How this skill works
The skill builds a fact-first timeline from Tier 1 sources (Reuters, AP, official primary releases) and supplements with hard-data indicators (satellite reporting, shipping traffic, market moves). It tags each claim with a verification label (Confirmed, Single-party claim, High-confidence inference, Unverified) and separates battlefield, capability, political, regional spillover, and forward-indicator buckets. Forecasts are produced for three horizons (24 hours, 3–7 days, 2–6 weeks) with supporting evidence, constraints, confirming signals, and disconfirming signals.
When to use it
- Rapid synthesis after a new incident or escalation to establish verified facts
- Regular situation updates during an ongoing conflict (daily or multi-day cadence)

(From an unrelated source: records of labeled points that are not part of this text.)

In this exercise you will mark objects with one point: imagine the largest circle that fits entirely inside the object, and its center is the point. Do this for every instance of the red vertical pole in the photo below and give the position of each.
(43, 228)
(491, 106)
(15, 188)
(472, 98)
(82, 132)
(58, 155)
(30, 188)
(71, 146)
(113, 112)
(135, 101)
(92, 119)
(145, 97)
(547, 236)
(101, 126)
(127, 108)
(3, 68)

- Decision support when policymakers need probability-weighted near-term forecasts
- Monitoring spillover risks to markets, shipping, or neighboring states
- Preparation of scenario-based briefings for humanitarian or operational planners
Best practices
- Always separate facts, assessment, and forecast in outputs
- Build the backbone with Reuters/AP/official statements before using social media leads
- Use concrete dates and explicit time windows for all events and forecasts
- Label major claims with the mandatory verification categories
- For each forecast list supporting evidence, constraints, confirming and disconfirming signals
- Keep language probabilistic (high/medium/low probability) and avoid theatrical certainty
Example use cases
- Produce a dated 10-event timeline after a cross-border strike with source confidence labels
- Forecast likely retaliatory patterns over next 24 hours and list immediate watchlist indicators
- Assess whether a campaign is shifting to underground/strategic targeting and what constrains it
- Estimate regional spillover risk to shipping and oil markets over the next 2–6 weeks
- Create scenario-tree end-state probabilities with triggers that would move each branch
FAQ
It prioritizes Reuters, AP, and official primary releases first, then hard-data indicators, major international outlets, and uses social media only as early leads requiring verification.
How are forecasts expressed?
Forecasts are time-boxed into next 24 hours, next 3–7 days, and next 2–6 weeks and expressed in probability bands with explicit confirming and disconfirming signals.